Not surprisingly, the epicentre of the retail pain is in close-contact businesses such as cafes, restaurants, entertainment venues, fitness centres, massage shops, salons and all retail that revolves around office workers and tourism. Many of these businesses have made at least one attempt to reopen, but, like a groggy boxer who rises from the canvas only to receive the knockout blow, successive hard and soft lockdowns have put many of them out for the count.
Some shop owners, trusting and believing that their lockdown purgatory will eventually end, have invested in renovations. Others have managed to sell to opportunists at fire-sale prices. Some have pivoted to different businesses. For example, bars (which have often not been allowed to open) have rebadged themselves as restaurants (which often have been). Some have been kept on life support by delivery apps, but in many of the street shops and even in the air-conditioned malls in those locations where they are allowed to stay open, dejection has given way to acceptance and boredom. Many barely look up from their phones anymore to spruik their merchandise to passers-by. The queues for food handouts snake up blocks and twist around corners.
The Phuket Sandbox
But all is not lost. Down in Phuket, the island paradise flanked by the sparkling Andaman Sea that received more than 10 million international visitors in 2019, the provincial government kicked off an experiment on July 1, whose proponents hope will breathe life back into the country’s moribund tourist industry. It’s piloting a bubble scheme for tourists called the Phuket Sandbox, whereby vaccinated tourists are allowed to visit the island if they are willing to undergo a raft of screening procedures and stay at approved accommodations for a minimum of 14 days.
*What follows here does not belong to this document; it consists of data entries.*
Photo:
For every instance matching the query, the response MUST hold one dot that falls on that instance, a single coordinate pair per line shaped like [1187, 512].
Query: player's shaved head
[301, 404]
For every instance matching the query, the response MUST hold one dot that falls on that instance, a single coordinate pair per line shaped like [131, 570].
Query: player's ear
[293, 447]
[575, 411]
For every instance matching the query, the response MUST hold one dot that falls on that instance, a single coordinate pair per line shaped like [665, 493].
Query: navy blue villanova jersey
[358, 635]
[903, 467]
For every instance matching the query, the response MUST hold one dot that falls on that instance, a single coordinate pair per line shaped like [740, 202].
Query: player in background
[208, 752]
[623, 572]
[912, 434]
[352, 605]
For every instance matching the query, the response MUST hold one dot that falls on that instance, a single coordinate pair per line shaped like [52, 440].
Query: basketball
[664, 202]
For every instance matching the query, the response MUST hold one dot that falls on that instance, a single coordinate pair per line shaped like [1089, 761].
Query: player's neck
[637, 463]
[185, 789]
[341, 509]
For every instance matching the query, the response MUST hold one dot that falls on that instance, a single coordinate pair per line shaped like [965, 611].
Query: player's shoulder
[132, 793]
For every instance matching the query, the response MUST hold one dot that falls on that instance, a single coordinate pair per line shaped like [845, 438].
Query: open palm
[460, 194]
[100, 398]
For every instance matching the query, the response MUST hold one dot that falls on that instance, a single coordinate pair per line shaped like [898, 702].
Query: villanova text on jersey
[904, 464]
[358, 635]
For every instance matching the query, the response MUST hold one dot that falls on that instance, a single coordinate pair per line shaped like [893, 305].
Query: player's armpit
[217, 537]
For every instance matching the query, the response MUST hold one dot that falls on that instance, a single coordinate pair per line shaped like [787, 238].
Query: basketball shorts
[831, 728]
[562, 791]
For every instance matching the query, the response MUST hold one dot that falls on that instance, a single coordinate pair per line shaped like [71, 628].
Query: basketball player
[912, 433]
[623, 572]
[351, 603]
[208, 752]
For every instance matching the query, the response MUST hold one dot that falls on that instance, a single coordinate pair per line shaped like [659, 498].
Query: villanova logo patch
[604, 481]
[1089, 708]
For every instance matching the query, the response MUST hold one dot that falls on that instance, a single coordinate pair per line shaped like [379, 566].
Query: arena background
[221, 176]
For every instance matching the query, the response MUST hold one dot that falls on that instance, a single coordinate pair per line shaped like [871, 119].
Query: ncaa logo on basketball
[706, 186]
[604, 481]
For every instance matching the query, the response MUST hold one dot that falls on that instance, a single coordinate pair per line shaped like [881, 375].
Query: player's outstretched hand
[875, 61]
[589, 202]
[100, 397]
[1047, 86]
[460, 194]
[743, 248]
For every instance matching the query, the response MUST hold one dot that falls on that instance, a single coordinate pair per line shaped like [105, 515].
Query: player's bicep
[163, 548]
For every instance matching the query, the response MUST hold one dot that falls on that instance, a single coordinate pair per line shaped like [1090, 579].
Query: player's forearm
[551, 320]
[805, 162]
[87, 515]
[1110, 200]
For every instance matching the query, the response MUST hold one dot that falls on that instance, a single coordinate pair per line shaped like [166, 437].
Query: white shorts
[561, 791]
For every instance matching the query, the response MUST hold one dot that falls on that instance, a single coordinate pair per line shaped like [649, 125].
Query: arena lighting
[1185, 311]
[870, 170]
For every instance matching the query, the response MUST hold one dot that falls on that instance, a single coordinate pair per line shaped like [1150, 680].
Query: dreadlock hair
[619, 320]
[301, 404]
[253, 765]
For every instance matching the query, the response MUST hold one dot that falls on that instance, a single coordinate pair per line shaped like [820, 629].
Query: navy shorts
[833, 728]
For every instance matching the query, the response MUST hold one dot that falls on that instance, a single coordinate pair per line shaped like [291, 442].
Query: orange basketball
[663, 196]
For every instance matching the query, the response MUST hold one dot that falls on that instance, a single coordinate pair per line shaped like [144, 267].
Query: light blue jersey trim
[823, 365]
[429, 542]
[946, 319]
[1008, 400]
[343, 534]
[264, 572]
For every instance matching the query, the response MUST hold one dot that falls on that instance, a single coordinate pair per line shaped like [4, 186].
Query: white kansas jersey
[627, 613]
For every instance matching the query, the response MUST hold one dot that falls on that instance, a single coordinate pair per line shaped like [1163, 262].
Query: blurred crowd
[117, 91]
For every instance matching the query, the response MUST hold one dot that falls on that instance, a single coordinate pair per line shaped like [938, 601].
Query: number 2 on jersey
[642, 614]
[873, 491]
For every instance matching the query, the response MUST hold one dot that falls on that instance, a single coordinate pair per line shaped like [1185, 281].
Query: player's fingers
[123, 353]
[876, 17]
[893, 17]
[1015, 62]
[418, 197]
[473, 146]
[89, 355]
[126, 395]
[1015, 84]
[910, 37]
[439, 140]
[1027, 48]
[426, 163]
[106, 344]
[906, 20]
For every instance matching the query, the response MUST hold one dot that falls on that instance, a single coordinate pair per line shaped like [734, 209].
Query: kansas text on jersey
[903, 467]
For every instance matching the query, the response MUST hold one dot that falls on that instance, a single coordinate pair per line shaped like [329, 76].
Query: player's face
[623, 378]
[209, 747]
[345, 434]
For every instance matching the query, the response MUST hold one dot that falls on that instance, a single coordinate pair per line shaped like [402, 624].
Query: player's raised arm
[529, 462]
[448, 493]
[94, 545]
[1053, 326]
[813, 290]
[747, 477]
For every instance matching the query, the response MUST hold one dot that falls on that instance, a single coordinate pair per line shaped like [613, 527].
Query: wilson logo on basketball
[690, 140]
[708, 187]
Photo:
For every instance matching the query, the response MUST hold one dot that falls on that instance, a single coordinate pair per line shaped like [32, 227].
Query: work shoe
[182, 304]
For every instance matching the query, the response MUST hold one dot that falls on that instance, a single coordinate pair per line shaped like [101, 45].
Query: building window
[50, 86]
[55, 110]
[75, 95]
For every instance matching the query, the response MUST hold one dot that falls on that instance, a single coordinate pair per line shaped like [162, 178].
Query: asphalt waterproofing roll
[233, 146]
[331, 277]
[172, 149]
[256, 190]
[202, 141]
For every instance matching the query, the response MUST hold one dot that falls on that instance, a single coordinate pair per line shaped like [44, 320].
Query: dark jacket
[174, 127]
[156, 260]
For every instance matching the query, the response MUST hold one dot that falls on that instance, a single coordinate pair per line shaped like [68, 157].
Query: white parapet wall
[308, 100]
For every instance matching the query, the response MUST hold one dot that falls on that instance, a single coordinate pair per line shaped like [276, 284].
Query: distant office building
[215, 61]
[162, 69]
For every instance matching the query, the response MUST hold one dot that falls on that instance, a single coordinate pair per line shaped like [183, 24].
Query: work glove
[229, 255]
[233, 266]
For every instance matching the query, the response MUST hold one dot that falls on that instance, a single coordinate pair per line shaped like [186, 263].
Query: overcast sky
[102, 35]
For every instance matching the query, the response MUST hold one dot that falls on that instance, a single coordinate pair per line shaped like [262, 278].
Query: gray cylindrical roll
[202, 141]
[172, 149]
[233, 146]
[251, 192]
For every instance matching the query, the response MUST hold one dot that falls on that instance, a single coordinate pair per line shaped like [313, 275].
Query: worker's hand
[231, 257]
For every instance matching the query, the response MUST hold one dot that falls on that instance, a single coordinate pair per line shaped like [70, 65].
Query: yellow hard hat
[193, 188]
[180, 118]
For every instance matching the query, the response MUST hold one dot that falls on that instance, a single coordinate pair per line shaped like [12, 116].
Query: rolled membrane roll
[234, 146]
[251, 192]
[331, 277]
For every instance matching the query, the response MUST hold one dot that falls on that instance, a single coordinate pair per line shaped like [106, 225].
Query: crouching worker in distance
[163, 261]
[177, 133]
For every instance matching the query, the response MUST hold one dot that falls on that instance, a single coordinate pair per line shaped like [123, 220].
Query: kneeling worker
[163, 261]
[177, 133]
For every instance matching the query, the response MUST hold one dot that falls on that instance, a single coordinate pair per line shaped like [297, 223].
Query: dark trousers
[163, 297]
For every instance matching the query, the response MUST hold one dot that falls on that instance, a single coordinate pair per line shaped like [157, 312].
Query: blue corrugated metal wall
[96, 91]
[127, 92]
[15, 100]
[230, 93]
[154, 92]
The scheme has encountered some public relations bumps. For example, when 13 of the tourists found out from authorities that they had been exposed to an infected individual on an inbound flight and were required to hole up in a quarantine facility instead of enjoying their prepaid digs and the freedom of the island.
It is difficult to say whether the Phuket authorities had anticipated such setbacks or whether they took a ‘suck it and see’ attitude hoping that they would have luck on their side. Either way, they took a big risk, a sign of just how desperate the situation is for the local economy.
Squeeze on the sleaze
The unwillingness to take stronger measures to welcome mass tourism again is killing Thailand’s entertainment industry, which is justly world-famous for what some would consider the wrong reasons. The government has signalled, if only obliquely, that it might be using Covid as an opportunity to crush the sex industry, or at least force it out of the public glare by keeping its vaunted bars and discotheques closed for so long that their owners never have the wherewithal to reopen. They want the big sex destinations, including the tourist ghettoes in Bangkok, to be more family-friendly and ‘toney’.
If that is indeed the goal, then there’s a good chance it will succeed. Estimates of the number of people associated with the sex industry vary widely, but it isn’t inconceivable that it exceeds a million. When their workplaces were shuttered by government order, many turned to freelance, but many returned home, often to the Thai countryside where they have extended families but no jobs.
The legions of unemployed are not just in the entertainment industry, however. There are knock-on effects felt everywhere in the economy.